Panic

When I was 15, I had my first panic attack. I wasn’t able to speak or breathe. It happened because I realized that life had no meaning. I thought about how small I was and how the universe was so big, and my heart started racing. I felt like I was going to die. I went down a rabbit hole and tried to figure out why people did their jobs. Life seemed so strange and meaningless. People worked so they could make money and support their families and exist. But there was no point to existence. There was no objective point to being a person. People seemed like these arbitrary robots who worked in offices, coffee shops, or didn’t work at all and were homeless. But the people who were doing jobs, they were doing them for no reason, seemingly. I didn’t understand them. It was difficult to look around at my peers and not wonder why, why weren’t they aware of the paradox of life? They were smiling and laughing, flirting with each other, playing Magic The Gathering and getting drunk. I was sitting on the other side of the lunchroom having an existential crisis. But I didn’t say anything.

I didn’t reveal the truth

I figured out that life had no meaning, but I didn’t tell anyone. I kept that to myself. I may have hinted at it. But I didn’t directly state it. I asked my mom if she was afraid of dying. She said she wasn’t going to die for a long time so she wasn’t worried about it and I should be less concerned about it since I was only 15. I didn’t believe in myself because I was anxious, skinny, freckled, awkward teen. But the other people around me in high school thought I was elitist and that I was better than them. In reality,  I had little self-worth. I thought I was mostly worthless, in fact, and all I wanted was for someone to love me. I searched hard for that to happen. I tried to find a person who could see me. And I did, I saw him. He listened, and he loved me, and it was wonderful. I thought life had meaning. I found love, and surely love the meaning to life. But then my relationship ended, because I couldn’t get self -worth or confidence from another human being. I could only find those things within myself, and I didn’t have them. So life was meaningless again.

Therapy

In therapy, as a teenager, I asked my therapist what the meaning of life was, and she turned the question back around at me. “What do you think the meaning of life is?” Her question in response to my question made me angry. She was supposed to have the answers not ask me questions. I was frustrated by her self-righteous attitude and internally rolled my eyes. She was the adult in the room, and I needed answers. Some types of therapy target identity and existentialism that I could have benefited from, but I was in psychoanalytic treatment. Instead of finding out what life went, I talked incessantly about myself and how I was depressed and anxious. Thinking back on it, it makes sense that I would feel depressed upon realizing that life was meaningless. Who wouldn’t feel sad about that?

Philosophy

When I discovered philosophy in high school, I was in love. Finally, there was something that satiated my need for meaning. I read Sophie’s World by Jostein Gaarder. It’s a fictionalized tale about a little girl who goes into an alternate universe to learn philosophy. It’s fascinating, and I was enthralled with the subject. I knew what I wanted to study in college. At Ithaca College, I read What Does it All Mean By Thomas Nagel in my introduction to Philosophy class with Professor Michael Mckenna. I sat at my desk in class enraptured by a subject that kept me on this earth. Philosophy showed me that life might have an inherent meaning or that at least people were searching for it.

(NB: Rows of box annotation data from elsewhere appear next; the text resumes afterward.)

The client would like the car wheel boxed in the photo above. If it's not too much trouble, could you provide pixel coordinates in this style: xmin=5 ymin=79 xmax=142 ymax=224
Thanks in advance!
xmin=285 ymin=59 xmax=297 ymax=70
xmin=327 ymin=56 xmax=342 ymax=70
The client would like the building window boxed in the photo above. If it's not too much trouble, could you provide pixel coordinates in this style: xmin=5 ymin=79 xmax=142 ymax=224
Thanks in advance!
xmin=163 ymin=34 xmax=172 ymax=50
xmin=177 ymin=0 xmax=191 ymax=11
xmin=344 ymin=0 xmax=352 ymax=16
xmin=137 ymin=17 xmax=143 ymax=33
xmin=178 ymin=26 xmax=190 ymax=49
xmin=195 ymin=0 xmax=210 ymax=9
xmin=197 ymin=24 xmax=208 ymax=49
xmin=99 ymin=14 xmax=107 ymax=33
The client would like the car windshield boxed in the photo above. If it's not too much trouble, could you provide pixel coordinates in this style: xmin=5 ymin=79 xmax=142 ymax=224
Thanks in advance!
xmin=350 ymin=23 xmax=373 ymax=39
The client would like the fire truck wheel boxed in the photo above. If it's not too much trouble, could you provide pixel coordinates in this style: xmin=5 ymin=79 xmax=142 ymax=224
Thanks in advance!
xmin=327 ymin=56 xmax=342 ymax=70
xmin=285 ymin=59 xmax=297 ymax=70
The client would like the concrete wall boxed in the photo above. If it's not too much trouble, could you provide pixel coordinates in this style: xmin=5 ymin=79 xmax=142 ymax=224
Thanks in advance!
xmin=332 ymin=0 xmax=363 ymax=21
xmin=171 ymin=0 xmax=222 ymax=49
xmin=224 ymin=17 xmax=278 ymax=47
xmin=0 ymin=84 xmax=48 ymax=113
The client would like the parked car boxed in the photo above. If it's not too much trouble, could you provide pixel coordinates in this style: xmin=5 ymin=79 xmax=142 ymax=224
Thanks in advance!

Life is meaningless or is it?

After studying Descartes, Kant and Thomas Aquinas I came to the same conclusion: life had no intrinsic meaning. At first, I was depressed about this. If life was meaningless, why was I alive? It still didn’t make sense to me. I thought about this long and hard and I realized something: it’s okay. Life doesn’t have to mean something objectively, because that makes life more powerful. If life has no meaning, we can do something revolutionary. We can create life’s meaning, and life doesn’t mean the same thing to you as it does to me. I value finding true love, raising my children to be good humans, growing and learning to manage my emotional health, loving my family and making and maintaining friendships. Your life doesn’t have to mean that at all because your life is not mine. So, what does your life mean?